Blair’s Science Desk

14. What are packages and how do I use them in R?

· Blair Fix

One of the great things about open-source projects is that they tend to develop an ecosystem of software that surrounds them. In the world of internet browsers, we call this ecosystem ’extensions’. In the programming world, we call these extensions ’libraries’ and/or ‘packages’.

Here’s how packages work in R.

Sharing functions

In my last post, I covered some of the functions that I use frequently. On of my favorites is called the summary function, which provides a quick snapshot of some useful summary statistics. An example:

> x = c(1, 5, 6, 3, 10)

> summary(x)
   Min. 1st Qu.  Median    Mean 3rd Qu.    Max.
      1       3       5       5       6      10

Now, suppose that I wanted a summary function that included more information. If I’m a competent R programmer, I could easily write such a function.

Next, suppose that other people express interest in this function and want to use it. How do I give it to them? Well, one option would be to send them my source code. But suppose that I built many custom functions. Then, simply sharing the source code becomes a bit tedious.

That’s where packages come in. An R package is just a way to bundle up many functions and make them easily accessible to other R users. Anyone can make an R package. On that front, I often make my own R packages that bundle up code that I use frequently. (Here’s an example.)

So a ‘package’ is just a bundle of code that is designed for sharing. Typically, though, there is a distinction between ‘official’ and ‘unofficial’ packages. In R, an ‘official’ package is one that is hosted on the CRAN — the Comprehensive R Archive Network. Having a package on the CRAN means two things:

  1. The package is centrally available to all R users
  2. The package has been vetted to meet the CRAN’s standards

What you need know about the CRAN is that it is huge. As I am typing this, the CRAN contains over 18,000 packages chalk full of useful functions.

Here’s what that means in practice. R has a large user base of scientists, statisticians, and analysts who write code to meet their needs. Then they share this code on the CRAN for you to use. That means that when you’re solving a coding problem, often the first thing you should do is see if someone has made a package that does the work for you.

Head to your preferred search engine and type: “R package for … [thing that you need]”.

Installing and loading packages

If you use Rstudio, it provides a nice GUI (graphical user interface) for installing packages.
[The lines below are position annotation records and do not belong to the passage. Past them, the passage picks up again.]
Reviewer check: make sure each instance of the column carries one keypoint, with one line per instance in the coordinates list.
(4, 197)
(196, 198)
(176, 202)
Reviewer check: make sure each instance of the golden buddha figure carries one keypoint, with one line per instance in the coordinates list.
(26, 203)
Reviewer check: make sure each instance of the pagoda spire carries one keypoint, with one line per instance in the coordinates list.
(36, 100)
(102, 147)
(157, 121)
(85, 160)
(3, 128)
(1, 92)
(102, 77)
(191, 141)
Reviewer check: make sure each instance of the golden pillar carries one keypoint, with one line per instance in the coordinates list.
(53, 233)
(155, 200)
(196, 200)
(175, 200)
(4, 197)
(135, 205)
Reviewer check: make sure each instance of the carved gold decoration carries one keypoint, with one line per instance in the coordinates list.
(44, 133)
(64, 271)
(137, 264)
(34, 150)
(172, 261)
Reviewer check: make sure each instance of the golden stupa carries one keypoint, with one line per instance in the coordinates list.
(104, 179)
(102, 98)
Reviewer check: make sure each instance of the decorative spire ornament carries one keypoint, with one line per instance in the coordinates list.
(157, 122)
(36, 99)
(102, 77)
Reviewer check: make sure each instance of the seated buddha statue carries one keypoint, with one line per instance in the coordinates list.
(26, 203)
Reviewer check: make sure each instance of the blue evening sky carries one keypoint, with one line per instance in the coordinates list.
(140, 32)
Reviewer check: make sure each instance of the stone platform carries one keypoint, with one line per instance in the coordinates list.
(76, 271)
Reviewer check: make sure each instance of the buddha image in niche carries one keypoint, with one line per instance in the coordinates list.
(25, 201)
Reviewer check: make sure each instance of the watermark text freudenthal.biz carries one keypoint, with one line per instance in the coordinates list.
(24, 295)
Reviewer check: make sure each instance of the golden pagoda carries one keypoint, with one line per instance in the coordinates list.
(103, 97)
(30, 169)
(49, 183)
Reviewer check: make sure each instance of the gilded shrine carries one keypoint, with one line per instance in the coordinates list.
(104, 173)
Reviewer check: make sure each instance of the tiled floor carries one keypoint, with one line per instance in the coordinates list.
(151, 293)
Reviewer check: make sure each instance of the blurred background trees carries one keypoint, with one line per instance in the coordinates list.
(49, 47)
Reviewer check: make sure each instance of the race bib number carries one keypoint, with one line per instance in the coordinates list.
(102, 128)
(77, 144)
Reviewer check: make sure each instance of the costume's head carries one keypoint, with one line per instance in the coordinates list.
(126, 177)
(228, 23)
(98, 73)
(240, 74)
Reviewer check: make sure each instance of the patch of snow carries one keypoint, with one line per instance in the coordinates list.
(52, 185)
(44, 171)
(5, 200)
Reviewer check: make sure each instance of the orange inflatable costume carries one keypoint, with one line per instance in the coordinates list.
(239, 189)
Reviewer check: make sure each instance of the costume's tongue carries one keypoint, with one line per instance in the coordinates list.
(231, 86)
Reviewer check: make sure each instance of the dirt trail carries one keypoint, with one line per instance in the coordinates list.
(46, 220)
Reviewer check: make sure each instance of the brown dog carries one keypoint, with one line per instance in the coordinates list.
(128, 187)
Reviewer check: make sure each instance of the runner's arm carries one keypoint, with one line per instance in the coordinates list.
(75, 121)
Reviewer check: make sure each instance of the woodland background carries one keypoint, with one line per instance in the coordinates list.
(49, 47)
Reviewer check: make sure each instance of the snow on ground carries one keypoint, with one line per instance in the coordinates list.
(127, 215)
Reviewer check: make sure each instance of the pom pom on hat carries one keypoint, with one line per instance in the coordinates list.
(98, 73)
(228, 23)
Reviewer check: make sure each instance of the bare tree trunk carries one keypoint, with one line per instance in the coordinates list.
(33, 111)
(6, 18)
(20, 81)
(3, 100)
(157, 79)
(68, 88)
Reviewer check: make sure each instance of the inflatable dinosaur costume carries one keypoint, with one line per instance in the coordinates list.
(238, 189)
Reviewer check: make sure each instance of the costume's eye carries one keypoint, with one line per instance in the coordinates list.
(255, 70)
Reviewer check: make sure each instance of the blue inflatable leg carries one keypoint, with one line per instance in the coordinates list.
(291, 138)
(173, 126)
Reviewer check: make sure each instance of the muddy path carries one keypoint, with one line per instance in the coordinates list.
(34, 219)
But for now, let’s cover the commands that come with basic R.

To install a package that is on the CRAN, use the install.packages function. For example, here’s how I’d install the data.table package:

install.packages('data.table')

Yes, you need the quotes around the package name. Without them, R will throw an error.

Once you’ve got the package, you can load it using the library command:

library(data.table)

(This time, you don’t need quotes around the package. Also, note that you only need to install the package once. After that, you can load it anytime you want using the library command.)

Once you got the package loaded, you have access to all the functions it contains. Of course, to use these functions you’ll have to read the documentation.

Documentation

Some of the bigger packages (like the Tidyverse) have their own websites containing detailed documentation. But in general, all packages have PDF user manuals hosted on the CRAN.

Another option is to read the documentation within R. To do that, just type ? followed by the package name:

?data.table

(Note that you have to have the package installed and loaded for this command to work.)

R will show you the basic documentation. For data.table, it looks like this:

data.table-package         package:data.table          R Documentation

Enhanced data.frame

Description:

     ‘data.table’ _inherits_ from ‘data.frame’. It offers fast and
     memory efficient: file reader and writer, aggregations, updates,
     equi, non-equi, rolling, range and interval joins, in a short and
     flexible syntax, for faster development.

     It is inspired by ‘A[B]’ syntax in R where ‘A’ is a matrix and ‘B’
     is a 2-column matrix. Since a ‘data.table’ _is_ a ‘data.frame’, it
     is compatible with R functions and packages that accept _only_
     ‘data.frame’s.

When you’re done reading, type q to exit.

Note that you can use the same syntax to lookup the documentation for functions. Here’s how to lookup the documentation for the mean function:

?mean

Here’s what you’ll get:

mean                   package:base                    R Documentation

Arithmetic Mean

Description:

     Generic function for the (trimmed) arithmetic mean.

Usage:

     mean(x, ...)

     ## Default S3 method:
     mean(x, trim = 0, na.rm = FALSE, ...)

Okay, so pulling documentation is easy. Actually understanding it takes some practice. (Programmers are not known for the clarity of their prose.)

At any rate, now you know what an R package is and how to get it. The bigger job is figuring out the packages that will drive your daily work. More on that in the future.